After we looked up a few bible verses, she looked me in the eyes and gently said, “You are a saint.”
And then she prayed for me.
Which made me cry. Which made my nose run. So I blew it. And then I broke into a coughing fit.
And the moment was sorta lost.

But still.
It’s sticking with me.
I have been chosen.
I am loved.
I have been forgiven.

Now if I can only stop looking like that wrinkled, fuzzy lump of fruit that’s morphing in my fridge…


----------Use your imagination.
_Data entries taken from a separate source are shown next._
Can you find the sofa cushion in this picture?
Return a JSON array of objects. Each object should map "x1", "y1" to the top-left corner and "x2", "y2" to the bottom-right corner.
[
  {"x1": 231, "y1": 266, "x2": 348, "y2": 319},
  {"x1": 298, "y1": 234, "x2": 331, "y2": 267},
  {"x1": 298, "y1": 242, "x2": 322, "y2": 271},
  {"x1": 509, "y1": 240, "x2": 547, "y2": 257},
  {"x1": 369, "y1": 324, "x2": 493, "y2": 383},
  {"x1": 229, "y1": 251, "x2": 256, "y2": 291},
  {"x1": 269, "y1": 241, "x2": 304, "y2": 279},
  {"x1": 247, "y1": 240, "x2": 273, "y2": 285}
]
Pretend you looking at a picture of a caved in, squishy, weirdly textured, somewhat mouldy, kinda fuzzy multi-coloured bowling-ball-sized piece of fruit. -------------------------------

2 comments:

Anonymous said...

Hey I did the exercise of sayin I am to all those things and the one that grabbed me by the throat so I couldn't breathe was " I am free from condemnation FOREVER"! I feel like I mess up so much as a mom, wife, friend and daughter of God that it's great to know that He has freed me from condemnation. Whew!
Gotta love that. Oh and ya the chosen one caused a lot of hiccup-coughing emotion too. I always wanted to be chosen and to think it was the King of Kings that did the choosing is even better! Thanks for sharing that exercise with us.
From one mouldy cantaloupe to another-luv ya kiddo. You inspire me!
Lynne

Christine said...

And also remember our enemy "the lier" is always at us. He's constantly trying to say the opposite. Unfortunately, he spoke nasty venomous words through your son's throat. I'll just keep praying that boy's eyes are opened to the truth. One day he will realize he has a wonderful mom -- imperfect at this point in time - but wonderful and who has done her sacrificial best to make things good for him. And considering how much I am PMSing these days (I think it's menopause) it's a good thing I wasn't there to hear him. Poor kid probably wouldn't have survived.